THEY say the world is a book and those who do not travel read only one page.

And that is exactly why one Dorset family stopped dreaming and started planning an adventure of a lifetime.

Steve and Gilly Snaith left their life behind to travel the world for four years - in a truck.

And dispelling the myth that travelling is not possible with children, they took their two young daughters Alisha, now eight, and Lucy, 12, out of school. Instead the world became their classroom.

Now back in Verwood, they have spoken about their adventures taking in 58 countries and seven continents including Antarctica covering more than 100,000 miles and have urged others to dream big.

Steve said: “There are sacrifices you may have to make to go on adventures like this but we haven’t met anyone who regrets it.”

Gilly added: “It’s hard to talk about it because it has been totally amazing. To see so much of the world in a relative short time period and be able to contrast and compare, it’s been fantastic. Absolutely no regrets at all.”

The adventure was 18 years in the making after Gilly and Steve first met driving across Africa.

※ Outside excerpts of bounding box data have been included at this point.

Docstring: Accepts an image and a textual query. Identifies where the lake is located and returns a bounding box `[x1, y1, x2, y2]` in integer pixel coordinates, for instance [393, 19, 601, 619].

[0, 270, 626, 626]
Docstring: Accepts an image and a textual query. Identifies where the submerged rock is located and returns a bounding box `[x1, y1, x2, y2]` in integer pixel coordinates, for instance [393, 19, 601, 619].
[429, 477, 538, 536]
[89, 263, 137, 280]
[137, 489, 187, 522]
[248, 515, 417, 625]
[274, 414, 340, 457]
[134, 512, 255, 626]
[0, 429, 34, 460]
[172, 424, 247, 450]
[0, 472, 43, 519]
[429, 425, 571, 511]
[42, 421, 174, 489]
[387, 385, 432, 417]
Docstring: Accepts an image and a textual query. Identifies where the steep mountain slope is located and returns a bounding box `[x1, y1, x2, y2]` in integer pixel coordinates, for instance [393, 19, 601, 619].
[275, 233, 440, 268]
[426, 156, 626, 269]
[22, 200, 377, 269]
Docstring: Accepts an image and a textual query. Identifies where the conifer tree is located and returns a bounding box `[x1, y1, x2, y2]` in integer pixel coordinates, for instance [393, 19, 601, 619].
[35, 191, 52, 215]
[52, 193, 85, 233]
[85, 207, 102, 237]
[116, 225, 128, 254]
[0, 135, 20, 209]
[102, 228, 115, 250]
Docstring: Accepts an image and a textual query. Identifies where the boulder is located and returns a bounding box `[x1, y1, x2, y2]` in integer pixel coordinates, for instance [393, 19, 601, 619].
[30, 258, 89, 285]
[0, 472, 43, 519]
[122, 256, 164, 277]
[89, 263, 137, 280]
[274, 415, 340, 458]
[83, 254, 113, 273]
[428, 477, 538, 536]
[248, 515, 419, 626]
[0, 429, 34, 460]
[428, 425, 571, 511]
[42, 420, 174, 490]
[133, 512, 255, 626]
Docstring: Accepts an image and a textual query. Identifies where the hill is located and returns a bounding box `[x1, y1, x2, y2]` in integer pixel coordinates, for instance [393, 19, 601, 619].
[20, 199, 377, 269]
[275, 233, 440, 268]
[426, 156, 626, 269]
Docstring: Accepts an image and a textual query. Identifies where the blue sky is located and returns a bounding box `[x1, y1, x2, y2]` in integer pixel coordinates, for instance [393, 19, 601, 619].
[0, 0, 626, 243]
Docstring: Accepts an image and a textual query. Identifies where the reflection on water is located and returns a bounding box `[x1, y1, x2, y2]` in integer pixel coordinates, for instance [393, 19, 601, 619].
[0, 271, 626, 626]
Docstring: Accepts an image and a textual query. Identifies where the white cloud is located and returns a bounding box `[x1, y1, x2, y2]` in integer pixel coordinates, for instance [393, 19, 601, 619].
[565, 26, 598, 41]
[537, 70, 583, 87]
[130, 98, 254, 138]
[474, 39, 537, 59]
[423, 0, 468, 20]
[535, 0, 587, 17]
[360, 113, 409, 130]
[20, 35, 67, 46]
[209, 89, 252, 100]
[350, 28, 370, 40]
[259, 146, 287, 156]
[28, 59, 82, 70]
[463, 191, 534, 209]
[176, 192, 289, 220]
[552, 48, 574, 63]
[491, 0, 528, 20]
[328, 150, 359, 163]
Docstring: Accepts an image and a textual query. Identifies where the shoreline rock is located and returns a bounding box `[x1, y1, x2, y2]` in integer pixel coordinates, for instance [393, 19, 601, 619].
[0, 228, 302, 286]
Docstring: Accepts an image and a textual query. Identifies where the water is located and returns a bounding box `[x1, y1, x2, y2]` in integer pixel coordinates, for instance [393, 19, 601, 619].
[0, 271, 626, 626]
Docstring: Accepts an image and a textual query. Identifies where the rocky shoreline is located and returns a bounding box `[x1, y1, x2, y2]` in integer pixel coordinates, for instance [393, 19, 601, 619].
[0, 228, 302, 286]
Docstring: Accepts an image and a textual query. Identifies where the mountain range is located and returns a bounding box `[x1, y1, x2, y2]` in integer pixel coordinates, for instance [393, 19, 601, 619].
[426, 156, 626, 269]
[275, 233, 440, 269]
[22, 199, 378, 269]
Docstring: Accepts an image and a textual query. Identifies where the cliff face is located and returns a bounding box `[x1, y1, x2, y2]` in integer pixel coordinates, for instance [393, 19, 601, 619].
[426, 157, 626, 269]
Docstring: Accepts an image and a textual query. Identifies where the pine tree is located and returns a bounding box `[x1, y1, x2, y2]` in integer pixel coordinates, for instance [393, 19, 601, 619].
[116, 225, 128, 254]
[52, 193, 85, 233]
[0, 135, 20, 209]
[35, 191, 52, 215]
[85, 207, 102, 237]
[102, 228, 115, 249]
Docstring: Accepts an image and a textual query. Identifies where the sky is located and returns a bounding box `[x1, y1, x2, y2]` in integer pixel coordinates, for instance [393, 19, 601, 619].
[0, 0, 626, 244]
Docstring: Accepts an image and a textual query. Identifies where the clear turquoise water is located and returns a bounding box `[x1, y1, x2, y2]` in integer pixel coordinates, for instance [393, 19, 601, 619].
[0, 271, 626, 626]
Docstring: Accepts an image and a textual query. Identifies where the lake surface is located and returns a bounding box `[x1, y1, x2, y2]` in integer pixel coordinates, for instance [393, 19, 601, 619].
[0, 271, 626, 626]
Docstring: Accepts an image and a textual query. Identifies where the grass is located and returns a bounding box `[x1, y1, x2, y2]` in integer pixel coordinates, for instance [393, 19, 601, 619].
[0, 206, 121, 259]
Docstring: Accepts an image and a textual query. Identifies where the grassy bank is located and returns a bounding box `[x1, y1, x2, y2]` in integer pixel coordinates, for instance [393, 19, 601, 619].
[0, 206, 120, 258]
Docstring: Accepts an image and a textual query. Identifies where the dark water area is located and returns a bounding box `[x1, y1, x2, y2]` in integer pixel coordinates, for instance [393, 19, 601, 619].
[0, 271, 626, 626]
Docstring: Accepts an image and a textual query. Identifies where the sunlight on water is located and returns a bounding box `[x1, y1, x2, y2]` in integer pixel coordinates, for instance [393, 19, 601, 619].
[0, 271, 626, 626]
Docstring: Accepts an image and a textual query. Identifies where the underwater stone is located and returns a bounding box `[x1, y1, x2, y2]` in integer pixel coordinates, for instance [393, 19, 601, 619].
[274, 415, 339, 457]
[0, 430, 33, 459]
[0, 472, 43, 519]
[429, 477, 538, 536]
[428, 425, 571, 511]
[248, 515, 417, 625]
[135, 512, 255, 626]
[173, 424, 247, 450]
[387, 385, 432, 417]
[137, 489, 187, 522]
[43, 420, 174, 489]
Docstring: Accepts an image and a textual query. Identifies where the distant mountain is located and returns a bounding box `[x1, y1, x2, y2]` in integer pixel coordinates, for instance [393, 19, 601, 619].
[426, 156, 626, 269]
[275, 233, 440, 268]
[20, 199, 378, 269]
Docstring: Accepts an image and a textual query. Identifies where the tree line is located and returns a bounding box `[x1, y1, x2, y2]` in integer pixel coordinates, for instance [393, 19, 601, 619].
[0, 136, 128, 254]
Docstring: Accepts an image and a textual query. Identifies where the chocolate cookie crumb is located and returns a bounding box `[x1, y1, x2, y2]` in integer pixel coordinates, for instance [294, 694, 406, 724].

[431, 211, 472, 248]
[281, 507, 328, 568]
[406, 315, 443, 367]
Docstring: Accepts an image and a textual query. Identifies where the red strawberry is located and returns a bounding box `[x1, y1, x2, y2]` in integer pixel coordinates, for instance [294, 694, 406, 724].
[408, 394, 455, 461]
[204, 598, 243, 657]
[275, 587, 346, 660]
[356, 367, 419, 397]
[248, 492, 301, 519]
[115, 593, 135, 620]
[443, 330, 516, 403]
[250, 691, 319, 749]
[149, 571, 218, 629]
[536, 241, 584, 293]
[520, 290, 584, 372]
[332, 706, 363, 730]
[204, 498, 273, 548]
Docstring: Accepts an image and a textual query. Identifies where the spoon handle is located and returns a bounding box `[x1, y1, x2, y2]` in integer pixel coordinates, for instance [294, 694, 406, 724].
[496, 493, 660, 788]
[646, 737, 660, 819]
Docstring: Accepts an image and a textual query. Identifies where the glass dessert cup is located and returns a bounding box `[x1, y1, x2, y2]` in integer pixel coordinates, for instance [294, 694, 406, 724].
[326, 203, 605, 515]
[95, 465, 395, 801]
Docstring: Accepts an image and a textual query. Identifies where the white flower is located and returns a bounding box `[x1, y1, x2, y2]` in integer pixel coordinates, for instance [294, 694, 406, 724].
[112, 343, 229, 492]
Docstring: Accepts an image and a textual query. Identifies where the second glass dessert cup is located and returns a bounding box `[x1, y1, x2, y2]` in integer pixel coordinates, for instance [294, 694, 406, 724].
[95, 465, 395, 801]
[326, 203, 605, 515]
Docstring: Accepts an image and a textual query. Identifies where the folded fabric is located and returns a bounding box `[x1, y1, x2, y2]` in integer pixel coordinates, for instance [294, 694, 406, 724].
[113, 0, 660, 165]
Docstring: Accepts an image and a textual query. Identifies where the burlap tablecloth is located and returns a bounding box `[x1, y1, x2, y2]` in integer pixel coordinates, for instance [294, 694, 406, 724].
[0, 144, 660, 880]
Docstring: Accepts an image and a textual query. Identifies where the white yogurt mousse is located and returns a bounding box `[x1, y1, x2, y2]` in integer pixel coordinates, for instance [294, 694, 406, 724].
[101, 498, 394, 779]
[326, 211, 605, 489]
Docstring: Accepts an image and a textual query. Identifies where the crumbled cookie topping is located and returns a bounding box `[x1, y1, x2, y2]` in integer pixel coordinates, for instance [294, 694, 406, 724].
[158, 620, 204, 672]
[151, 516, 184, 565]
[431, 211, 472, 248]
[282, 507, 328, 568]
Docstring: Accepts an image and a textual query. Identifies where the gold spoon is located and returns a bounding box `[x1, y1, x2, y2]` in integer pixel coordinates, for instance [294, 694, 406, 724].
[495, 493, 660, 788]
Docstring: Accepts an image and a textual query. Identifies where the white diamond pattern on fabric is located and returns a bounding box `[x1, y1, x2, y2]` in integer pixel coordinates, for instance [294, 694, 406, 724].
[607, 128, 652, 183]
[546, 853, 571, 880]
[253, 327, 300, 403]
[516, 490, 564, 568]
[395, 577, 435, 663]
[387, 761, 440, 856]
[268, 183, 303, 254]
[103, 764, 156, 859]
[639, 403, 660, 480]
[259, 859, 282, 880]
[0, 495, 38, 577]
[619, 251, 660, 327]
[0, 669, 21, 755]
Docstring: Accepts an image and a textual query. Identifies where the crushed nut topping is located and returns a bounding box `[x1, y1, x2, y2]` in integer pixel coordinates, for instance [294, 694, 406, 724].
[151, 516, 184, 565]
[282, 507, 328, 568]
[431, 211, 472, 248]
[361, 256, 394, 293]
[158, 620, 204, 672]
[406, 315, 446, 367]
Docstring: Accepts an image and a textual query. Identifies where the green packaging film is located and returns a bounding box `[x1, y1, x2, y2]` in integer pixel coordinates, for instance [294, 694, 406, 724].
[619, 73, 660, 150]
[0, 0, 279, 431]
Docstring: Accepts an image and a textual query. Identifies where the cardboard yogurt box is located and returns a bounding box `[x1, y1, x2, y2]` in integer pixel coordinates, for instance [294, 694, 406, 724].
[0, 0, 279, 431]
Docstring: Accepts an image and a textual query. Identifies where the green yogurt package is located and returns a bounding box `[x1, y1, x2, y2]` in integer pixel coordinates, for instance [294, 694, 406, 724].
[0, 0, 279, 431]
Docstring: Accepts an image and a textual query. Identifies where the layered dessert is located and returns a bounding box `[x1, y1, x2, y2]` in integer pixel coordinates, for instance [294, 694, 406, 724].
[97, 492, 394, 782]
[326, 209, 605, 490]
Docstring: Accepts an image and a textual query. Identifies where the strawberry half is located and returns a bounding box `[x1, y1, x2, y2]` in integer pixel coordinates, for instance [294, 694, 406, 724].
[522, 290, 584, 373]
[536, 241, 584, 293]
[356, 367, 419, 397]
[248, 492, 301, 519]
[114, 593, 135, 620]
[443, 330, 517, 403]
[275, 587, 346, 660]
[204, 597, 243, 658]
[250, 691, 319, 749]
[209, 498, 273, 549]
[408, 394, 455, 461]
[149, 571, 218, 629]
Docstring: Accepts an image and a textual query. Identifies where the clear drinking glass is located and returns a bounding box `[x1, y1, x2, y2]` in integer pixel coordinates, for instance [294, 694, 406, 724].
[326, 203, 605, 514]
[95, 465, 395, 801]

Gilly explained: “We started working and it just went on and on and on. When the girls came along, we said if we don’t do it now, we’ll never do it, life does get in the way!”

The adventure aboard a custom-built vehicle affectionately known as Trucky, began in Canada in 2013. A tour of Canada was followed by a trip through the USA, Mexico, through Central America before 13 months around South America - their highlight watching a jaguar hunt a crocodile in the Pantanal. The next stop was a stop in Antarctica where they slept on the ice in specialist bags surrounded by penguins and seals.

They then went on a ship to South Africa touring the wildlife reserves. The trip then took them to Australia, before heading to Singapore, and through South East Asia taking in India, China and even Mount Everest base camp before heading to Turkey and Istanbul through Europe.

Gilly said: “It’s hard to say a highlight but we love being out in the wild. We love being where the environment is pristine where there are mountains and wild open spaces, a true wilderness.

“You feel so small and you feel the world is so big."

Steve, 52, explained the trip was made possible due to his retirement from a large accountancy firm which involved being posted across eastern Europe.

He said: “I travelled extensively for work so when I got home on Friday, I’d collapse at the weekend so I didn’t see as much of the children as I’d like.

"The trip was all about being together as a family and enjoying what you could see. It was about seeing some incredible natural places in the world but also realising how much we may not have them for too much longer if we don’t look after them.”

Lessons were not a problem for the children, who were just four and eight when they left, because each place became a living classroom.

Gilly, 43, who is a former secondary school science teacher, spent hours a day home-schooling the girls with customised lessons relevant to their surroundings.

Now Alisha has started school and the family are settling into life in Dorset but they hope others can be inspired by their adventures.

Gilly said: “You have to realise that 99.9 per cent of the people in the world are good so when you are reading or listening or watching the news talking about various problems, it’s actually not true most of the time.

“You don’t need to be worried about the world’s people because they are good.

“We have always been very international thinking but we really hope the girls will be truly global citizens and see the world as much bigger than their neighbourhood.”